Overview

Central Set was born primarily from the need to manage data engineering workflows, but real-world data systems require much more than just pipelines.

To operate reliable data platforms, you need:

  • User and role management
  • Database and schema management
  • Forms and datatables to manage configurations
  • Secure access keys and API tokens
  • UI-driven configuration
  • Observability over pipelines
  • A way to run data workflows reliably
  • Dashboards for monitoring and insight

What started as a data-engineering support layer evolved into something broader.

Because Central Set is fully configuration-driven, database-backed, and UI-agnostic, it can act as a general-purpose backend platform for small to medium-scale applications — with a UI that adapts to your data model.

That data-engineering execution layer is ETLX.

ETLX is the data pipeline engine behind Central Set.

Central Set provides the UI, configuration, security, and orchestration layer.
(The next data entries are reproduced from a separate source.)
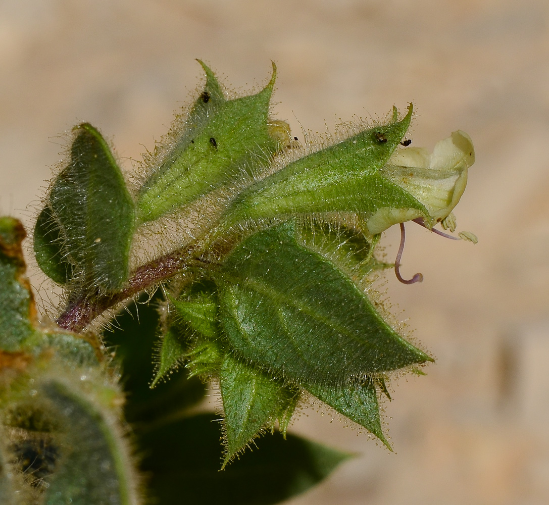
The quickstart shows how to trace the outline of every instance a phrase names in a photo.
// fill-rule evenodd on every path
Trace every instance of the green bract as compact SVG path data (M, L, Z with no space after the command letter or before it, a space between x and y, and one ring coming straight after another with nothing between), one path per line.
M206 82L181 136L143 183L137 208L143 222L184 207L221 186L268 164L279 147L270 133L269 102L276 67L257 94L223 97L211 71L203 63Z
M86 285L113 290L129 273L133 201L99 132L83 123L75 135L35 228L36 259L57 282L76 271Z
M0 218L2 503L168 505L205 489L222 504L286 500L350 457L287 433L302 403L318 399L391 449L386 383L433 361L375 294L393 266L376 246L411 220L455 231L469 137L407 147L411 105L305 149L270 117L274 64L264 89L229 99L200 63L204 87L139 174L123 175L95 127L74 129L34 230L38 265L64 290L57 324L37 315L25 231ZM206 381L220 426L193 413Z

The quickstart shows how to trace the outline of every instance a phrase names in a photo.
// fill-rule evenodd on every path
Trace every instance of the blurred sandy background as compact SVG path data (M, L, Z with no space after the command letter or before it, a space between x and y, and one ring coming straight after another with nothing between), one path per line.
M460 128L476 149L456 214L478 244L408 226L403 273L425 280L388 276L437 358L393 383L397 453L309 409L295 431L362 455L290 503L549 503L546 0L0 0L0 210L31 222L82 120L130 167L202 82L195 58L243 91L274 60L300 137L413 100L413 145Z

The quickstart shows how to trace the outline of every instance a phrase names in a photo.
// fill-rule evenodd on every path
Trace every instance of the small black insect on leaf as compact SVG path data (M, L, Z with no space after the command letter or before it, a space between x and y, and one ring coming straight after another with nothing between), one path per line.
M381 132L376 132L374 133L376 136L376 139L381 144L384 144L387 142L387 137L385 136L385 133L382 133Z

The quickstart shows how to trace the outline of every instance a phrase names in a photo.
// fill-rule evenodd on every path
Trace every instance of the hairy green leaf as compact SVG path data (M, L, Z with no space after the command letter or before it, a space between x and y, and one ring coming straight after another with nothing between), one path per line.
M379 261L373 255L379 235L369 239L360 227L315 222L300 227L298 235L306 247L325 256L358 281L373 271L393 266Z
M372 379L350 381L335 387L312 382L304 387L340 414L364 427L393 450L382 429L377 392Z
M142 439L142 468L150 473L159 505L191 503L270 505L302 493L352 457L299 437L275 433L219 471L220 427L203 414L149 432Z
M298 384L340 386L353 377L432 361L333 263L299 244L292 222L245 240L216 280L231 347Z
M48 479L48 505L135 505L136 483L125 440L107 414L78 390L52 379L39 392L59 419L60 455Z
M32 294L21 243L26 234L12 217L0 217L0 351L19 350L35 333Z
M63 242L52 209L46 206L35 226L35 257L42 271L61 284L66 284L72 277L72 265L64 256Z
M184 369L151 388L155 372L151 355L158 343L158 305L161 299L160 290L149 301L144 294L118 314L115 327L103 333L105 345L114 349L121 369L126 418L141 424L176 415L200 401L205 393L201 381L189 379Z
M41 215L35 250L39 263L46 263L46 273L53 271L62 279L62 270L57 272L59 267L47 259L56 252L58 236L62 237L60 257L64 263L70 261L77 268L88 285L116 289L129 274L133 201L100 133L87 123L75 130L70 161L55 178L48 197L58 228L48 223L48 211ZM50 237L53 244L48 243Z
M311 212L358 212L367 218L382 209L413 208L428 216L419 201L379 173L408 130L412 110L411 104L401 121L395 114L388 124L300 158L253 184L226 211L226 226Z
M187 127L139 192L137 207L142 222L181 209L253 167L257 170L278 148L267 124L274 64L272 77L262 91L234 100L223 98L215 76L201 64L206 87L191 110Z
M219 385L225 413L225 466L266 429L278 420L285 434L299 396L265 372L227 354L223 361Z
M211 294L203 293L192 300L172 303L179 317L193 330L209 338L217 336L217 305Z

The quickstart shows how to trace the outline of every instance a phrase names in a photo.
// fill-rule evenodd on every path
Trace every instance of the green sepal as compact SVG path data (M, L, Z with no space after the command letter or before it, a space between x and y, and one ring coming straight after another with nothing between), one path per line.
M246 239L215 275L231 347L289 380L340 386L432 361L333 263L298 244L293 222Z
M256 182L231 203L225 226L312 212L356 212L367 219L380 209L413 208L428 216L417 199L379 173L404 137L412 112L411 104L401 121L394 113L388 124L365 130Z
M171 324L162 337L153 386L183 361L188 362L186 367L191 377L206 380L219 375L223 358L216 341L219 332L214 288L211 283L198 282L180 300L170 301L175 310L170 313ZM192 343L189 336L193 337Z
M16 219L0 217L0 351L19 351L35 334L36 308L21 248L26 235Z
M42 263L63 237L60 257L88 286L119 288L129 274L130 249L135 226L133 201L107 143L91 125L75 128L69 164L54 180L48 211L37 223L35 250ZM50 227L48 228L47 227ZM47 243L48 231L53 244ZM46 259L44 260L44 259ZM49 274L59 268L47 266ZM62 280L61 272L54 273ZM55 280L55 279L54 279Z
M225 418L223 467L277 421L285 436L299 391L235 358L223 360L219 376Z
M66 284L72 277L72 265L64 256L63 242L52 209L47 205L35 226L35 257L42 272L60 284Z
M171 326L162 335L158 363L151 387L156 386L161 379L165 380L167 374L178 368L188 353L188 344L184 340L179 328L176 326Z
M206 89L191 111L182 139L175 141L175 150L143 183L137 202L141 222L176 211L259 170L279 148L267 125L276 76L274 64L272 77L261 91L234 100L222 98L215 76L201 64L206 72ZM206 92L210 93L208 102L201 104Z
M192 300L176 300L172 303L177 316L192 330L209 338L217 336L217 304L212 294L203 292Z
M365 428L393 451L382 429L376 383L372 379L367 377L335 387L318 383L304 386L339 413Z
M103 335L122 373L121 383L127 397L125 418L140 426L182 413L199 402L205 393L202 382L189 378L184 369L171 375L170 380L151 386L155 371L151 355L158 344L158 307L162 302L161 290L150 300L144 293L116 316L116 324Z
M353 454L276 432L219 471L217 416L201 414L145 434L142 469L160 503L271 505L302 493Z
M313 222L299 227L298 234L303 244L337 265L357 282L376 270L394 265L378 260L373 254L379 235L367 236L361 227L344 223Z

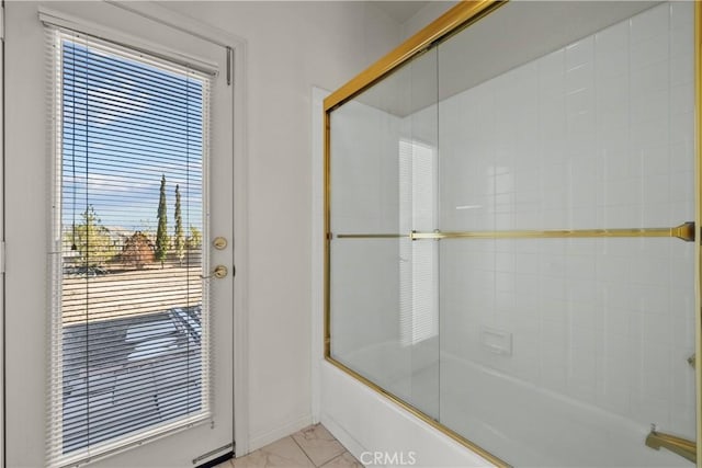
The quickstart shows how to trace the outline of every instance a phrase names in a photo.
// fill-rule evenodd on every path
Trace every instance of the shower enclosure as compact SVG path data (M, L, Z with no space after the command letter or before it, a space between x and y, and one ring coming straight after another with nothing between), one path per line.
M694 10L460 3L327 98L327 359L496 465L694 463Z

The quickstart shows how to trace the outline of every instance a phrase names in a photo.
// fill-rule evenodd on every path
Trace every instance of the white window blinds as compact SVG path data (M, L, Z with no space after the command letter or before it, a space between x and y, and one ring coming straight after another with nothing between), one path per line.
M48 458L210 413L210 78L50 30L56 183Z

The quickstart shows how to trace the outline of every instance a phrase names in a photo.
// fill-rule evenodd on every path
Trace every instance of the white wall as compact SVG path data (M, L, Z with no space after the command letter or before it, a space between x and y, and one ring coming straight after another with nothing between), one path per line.
M454 7L457 1L430 1L421 10L412 15L401 25L401 39L405 41L412 36L416 32L441 16L449 9Z
M312 422L312 85L343 84L397 45L399 25L362 2L168 8L248 43L249 271L237 274L249 286L248 448L254 449Z

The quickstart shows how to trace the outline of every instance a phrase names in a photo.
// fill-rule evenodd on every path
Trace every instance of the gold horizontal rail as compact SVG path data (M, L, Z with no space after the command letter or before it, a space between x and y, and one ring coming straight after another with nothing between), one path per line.
M512 231L434 231L401 233L340 233L337 239L548 239L548 238L602 238L602 237L670 237L692 242L694 222L683 222L672 228L635 229L554 229L554 230L512 230Z
M694 442L677 435L656 432L655 429L646 436L646 445L650 448L659 450L660 447L687 458L695 464L698 461L698 446Z

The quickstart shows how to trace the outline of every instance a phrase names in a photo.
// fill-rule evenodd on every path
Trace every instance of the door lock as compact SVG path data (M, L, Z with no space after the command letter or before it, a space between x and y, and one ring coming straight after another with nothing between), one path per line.
M227 248L227 239L223 238L222 236L216 237L215 240L212 241L212 244L217 250L224 250Z
M215 266L215 271L212 272L212 275L217 279L222 279L223 277L227 276L227 273L229 273L229 270L227 270L225 265L217 265Z

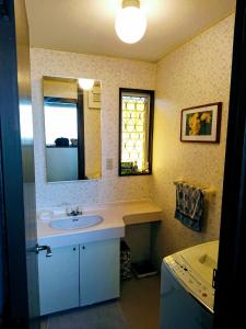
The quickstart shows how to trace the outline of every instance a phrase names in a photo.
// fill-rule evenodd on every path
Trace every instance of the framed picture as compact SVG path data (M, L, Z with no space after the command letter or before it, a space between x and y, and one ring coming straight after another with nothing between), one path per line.
M220 143L222 102L181 110L181 141Z

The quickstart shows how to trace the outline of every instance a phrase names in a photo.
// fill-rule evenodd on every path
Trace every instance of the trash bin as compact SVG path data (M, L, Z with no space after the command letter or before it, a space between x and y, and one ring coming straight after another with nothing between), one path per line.
M131 251L125 240L120 241L120 280L131 279Z

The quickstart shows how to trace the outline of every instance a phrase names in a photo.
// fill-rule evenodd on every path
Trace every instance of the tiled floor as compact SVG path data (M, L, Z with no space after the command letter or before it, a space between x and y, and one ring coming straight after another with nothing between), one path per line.
M83 329L85 328L83 326L84 321L87 321L87 324L90 324L87 326L91 328L86 327L86 329L121 329L125 328L124 322L127 324L128 329L159 329L159 275L143 279L136 279L134 276L132 276L131 280L121 282L120 295L120 298L116 302L102 303L95 306L91 306L90 308L77 308L68 313L55 315L52 319L49 320L48 329L60 329L59 327L65 328L65 321L69 324L67 328L69 327ZM112 313L112 309L114 308L115 313ZM117 320L117 317L119 317L119 321ZM96 320L96 318L98 318L98 321ZM107 319L107 321L105 321L104 318ZM122 320L124 318L126 319L126 321ZM113 324L117 321L118 324L122 325L115 325L117 327L115 328ZM62 326L59 324L62 324ZM44 319L42 329L46 328L47 321L46 319Z
M129 329L159 328L160 285L160 275L121 283L119 304Z

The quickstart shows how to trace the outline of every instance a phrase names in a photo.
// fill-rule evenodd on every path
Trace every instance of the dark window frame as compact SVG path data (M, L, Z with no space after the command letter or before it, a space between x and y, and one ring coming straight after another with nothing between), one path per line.
M149 162L149 172L136 172L136 173L121 173L121 124L122 124L122 94L148 94L150 97L150 122L149 122L149 149L147 160ZM147 175L152 174L152 158L153 158L153 132L154 132L154 90L145 89L131 89L131 88L119 88L119 147L118 147L118 175L119 177L134 177L134 175Z

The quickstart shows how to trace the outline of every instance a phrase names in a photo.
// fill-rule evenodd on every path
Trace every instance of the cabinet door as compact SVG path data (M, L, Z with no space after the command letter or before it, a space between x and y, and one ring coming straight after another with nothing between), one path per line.
M79 306L79 246L38 253L40 315Z
M80 305L119 297L119 239L80 246Z

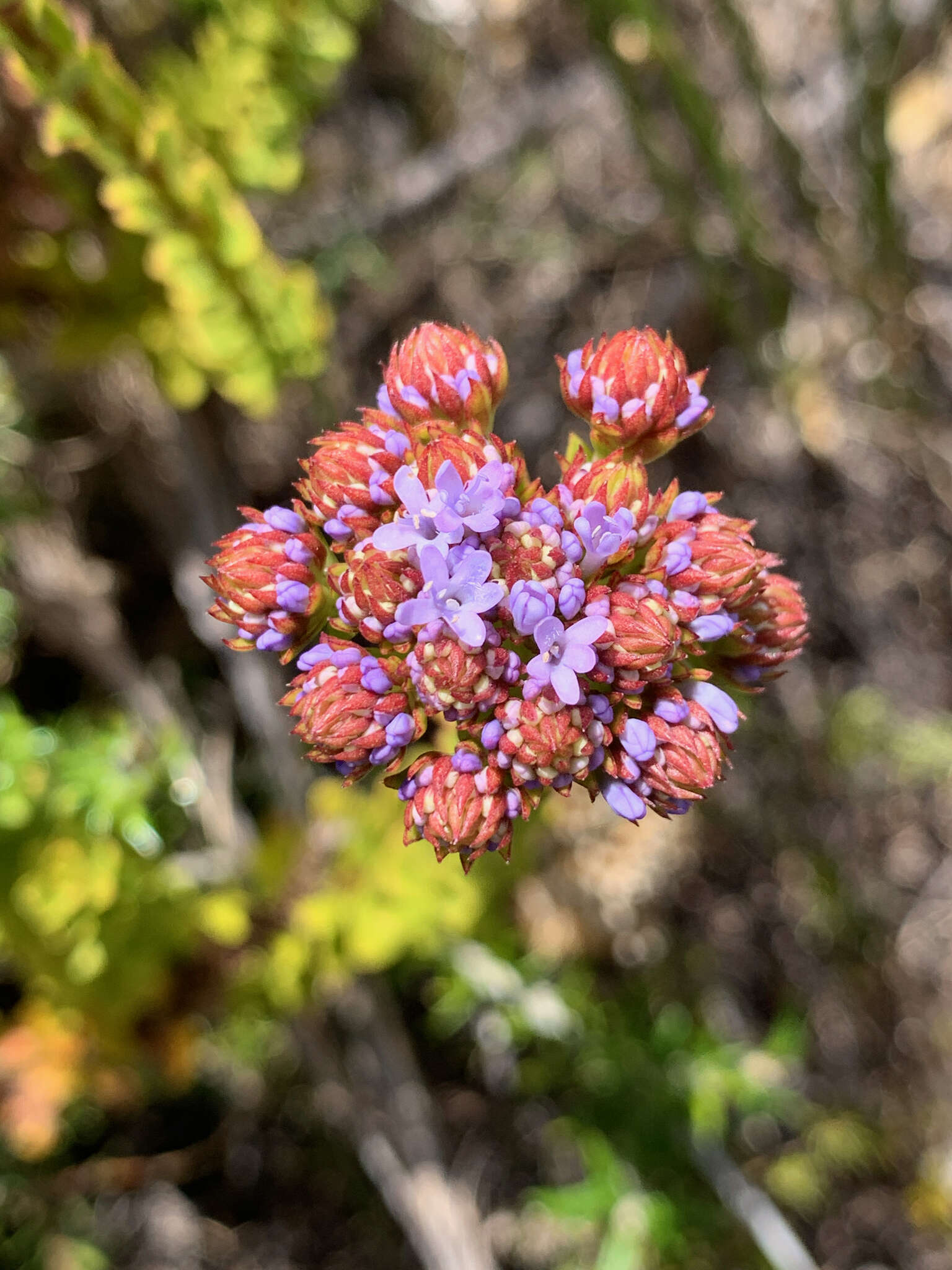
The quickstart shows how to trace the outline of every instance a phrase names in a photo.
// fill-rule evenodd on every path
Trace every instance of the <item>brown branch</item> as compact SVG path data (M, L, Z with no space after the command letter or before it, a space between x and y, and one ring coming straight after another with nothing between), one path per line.
M425 1270L495 1270L476 1198L443 1163L437 1109L385 984L352 984L331 1015L334 1026L297 1027L322 1119L350 1139Z

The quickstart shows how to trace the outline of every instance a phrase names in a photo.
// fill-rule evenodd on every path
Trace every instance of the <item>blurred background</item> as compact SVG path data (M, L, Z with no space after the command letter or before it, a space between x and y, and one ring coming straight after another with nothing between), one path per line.
M0 1266L952 1267L952 9L0 3ZM812 641L465 879L199 580L423 319L632 324ZM315 780L316 777L316 780Z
ETLX provides the runtime, execution model, and pipeline semantics.


What is ETLX?

ETLX is a lightweight, specification-driven data pipeline engine.

It focuses on:

  • Declarative pipeline definitions
  • Explicit data movement
  • Deterministic execution
  • Simple primitives instead of heavy abstractions

ETLX pipelines are defined as specifications, not frameworks or monolithic codebases.

📘 Full ETLX documentation 👉 https://realdatadriven.github.io/etlxdocs

📦 ETLX repository 👉 https://github.com/realdatadriven/etlx


Central Set + ETLX

Central Set ships with ETLX enabled by default.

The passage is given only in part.